The CDT claims the restart of the Samir a flagship abandoned

The shutdown in 2015 and the implementation compulsory liquidation which has been going on since 2016 of the Samir refinery, has greatly contributed to the international cabotage activity of refined hydrocarbons (gasoline, diesel, kerosene, fuel oil). For lack of buyers and nationalization, the site is, so to speak, abandoned and is slowly dying while awaiting the decision of the International Center for Settlement of Investment Disputes (ICSID).

Despite government assurances that the Samir has not been abandoned at all, it is clear that there is danger in delay. In this context and at a time when fuel prices are at their peak, so to speak, against a backdrop of rising oil prices on the world market, voices are being raised to restart this refinery of which we are so proud .

It is in this sense that the Democratic Confederation of Labor CDT has called on the government to reopen Samir, Morocco’s only oil refinery, which, according to the union, would reduce expenses linked to international prices for refined oil.

Reduce expenses and even generate profits thanks to oil refining processes which have increased considerably, from 5 dollars a barrel to around 20 dollars, in a context marked by the Ukrainian conflict and its repercussions on the world economy.

The CDT, which is generally meticulous about small calculations, indicated that the restoration and other repairs necessary for the reopening of Samir would require a reasonable period of eight months and a budget of less than two billion dirhams.

Samir could then make a gross annual profit of 10 billion dirhams and a net profit of 5 billion dirhams, with recovery of the amount of the fixed price in 4 years and covering the expenses of restoration from the first year of operation.

Samir has been shut down for eight years due to the accumulation of its debts under the leadership of its former owner, the Saudi-Ethiopian businessman Mohammed Hussein Ali Al-Amoudi. At the time, the government estimated Samir’s total debt at around 44 billion dirhams. The businessman’s bank accounts and assets were indeed frozen and seized after the refinery closed as part of the pursuit of tax claims, but that was only a drop in the bucket. ‘ocean.

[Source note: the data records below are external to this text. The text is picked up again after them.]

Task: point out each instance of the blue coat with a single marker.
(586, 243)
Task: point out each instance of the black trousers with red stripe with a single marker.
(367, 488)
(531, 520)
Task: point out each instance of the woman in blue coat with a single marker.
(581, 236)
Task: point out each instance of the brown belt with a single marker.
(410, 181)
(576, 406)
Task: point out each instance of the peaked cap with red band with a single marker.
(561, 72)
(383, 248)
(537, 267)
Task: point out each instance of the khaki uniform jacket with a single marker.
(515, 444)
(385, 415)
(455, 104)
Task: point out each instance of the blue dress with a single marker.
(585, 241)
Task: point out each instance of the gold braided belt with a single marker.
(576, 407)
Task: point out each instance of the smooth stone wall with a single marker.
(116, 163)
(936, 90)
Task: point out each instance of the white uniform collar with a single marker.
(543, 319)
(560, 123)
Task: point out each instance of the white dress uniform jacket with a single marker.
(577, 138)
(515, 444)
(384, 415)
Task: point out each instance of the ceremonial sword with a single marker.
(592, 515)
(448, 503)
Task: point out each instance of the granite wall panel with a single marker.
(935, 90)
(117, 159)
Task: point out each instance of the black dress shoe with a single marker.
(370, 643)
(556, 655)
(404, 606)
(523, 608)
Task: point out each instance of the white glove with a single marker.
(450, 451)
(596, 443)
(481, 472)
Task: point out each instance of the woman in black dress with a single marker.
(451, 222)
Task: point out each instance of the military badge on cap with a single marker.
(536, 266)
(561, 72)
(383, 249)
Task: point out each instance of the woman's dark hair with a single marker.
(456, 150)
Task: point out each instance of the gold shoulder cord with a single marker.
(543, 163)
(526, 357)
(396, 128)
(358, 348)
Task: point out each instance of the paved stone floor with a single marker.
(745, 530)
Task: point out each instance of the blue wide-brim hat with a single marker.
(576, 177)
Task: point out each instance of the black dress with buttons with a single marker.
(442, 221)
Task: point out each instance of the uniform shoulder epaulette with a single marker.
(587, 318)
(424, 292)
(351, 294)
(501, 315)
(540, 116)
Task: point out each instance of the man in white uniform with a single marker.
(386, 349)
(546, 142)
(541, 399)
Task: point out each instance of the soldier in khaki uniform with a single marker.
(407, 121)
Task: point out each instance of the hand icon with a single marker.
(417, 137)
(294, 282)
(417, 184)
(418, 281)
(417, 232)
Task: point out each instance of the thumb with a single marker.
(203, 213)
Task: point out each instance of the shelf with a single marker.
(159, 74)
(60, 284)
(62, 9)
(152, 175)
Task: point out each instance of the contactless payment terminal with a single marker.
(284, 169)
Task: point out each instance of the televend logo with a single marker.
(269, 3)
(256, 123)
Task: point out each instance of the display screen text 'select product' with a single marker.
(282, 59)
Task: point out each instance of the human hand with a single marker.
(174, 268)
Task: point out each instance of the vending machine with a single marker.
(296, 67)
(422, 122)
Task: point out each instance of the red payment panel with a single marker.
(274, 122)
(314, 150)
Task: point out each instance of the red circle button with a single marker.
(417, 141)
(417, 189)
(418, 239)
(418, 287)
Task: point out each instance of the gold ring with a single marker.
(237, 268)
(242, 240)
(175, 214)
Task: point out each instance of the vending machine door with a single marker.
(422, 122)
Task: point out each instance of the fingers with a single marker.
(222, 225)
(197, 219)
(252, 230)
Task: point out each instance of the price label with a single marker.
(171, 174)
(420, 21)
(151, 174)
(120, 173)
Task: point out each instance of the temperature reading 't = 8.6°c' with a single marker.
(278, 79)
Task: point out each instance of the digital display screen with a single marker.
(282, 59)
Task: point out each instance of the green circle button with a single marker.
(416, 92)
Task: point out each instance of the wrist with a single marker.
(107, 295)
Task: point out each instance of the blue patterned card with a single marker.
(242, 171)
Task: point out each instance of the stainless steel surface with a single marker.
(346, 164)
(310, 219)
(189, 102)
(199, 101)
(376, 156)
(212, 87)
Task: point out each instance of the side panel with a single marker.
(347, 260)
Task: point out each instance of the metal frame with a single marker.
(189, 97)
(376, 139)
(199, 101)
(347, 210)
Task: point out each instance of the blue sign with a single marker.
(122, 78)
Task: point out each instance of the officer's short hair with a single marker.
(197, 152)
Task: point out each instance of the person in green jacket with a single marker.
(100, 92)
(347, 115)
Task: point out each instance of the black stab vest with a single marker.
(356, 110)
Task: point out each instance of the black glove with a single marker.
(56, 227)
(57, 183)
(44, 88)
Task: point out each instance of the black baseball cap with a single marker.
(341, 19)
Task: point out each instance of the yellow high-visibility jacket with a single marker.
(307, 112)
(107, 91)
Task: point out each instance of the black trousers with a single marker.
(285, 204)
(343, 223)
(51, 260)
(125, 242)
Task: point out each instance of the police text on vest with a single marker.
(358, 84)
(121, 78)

In the meantime, it is a heritage that is dying and money that is being lost in these times that are not very tender to our economy. It is as if the Executive likes to dither about neither-nor, in other words neither nationalizing the refinery nor exploiting its storage capacities, which currently amount to just over twenty days.

Nice to know the dispute between Morocco and the Coral group, the main shareholder of the company, has seized the ICSID against the Moroccan government to claim compensation related to the cessation of Samir’s activity should soon see the end of the tunnel. In the meantime, it is the more than six hundred employees of the Refinery who pay the costs.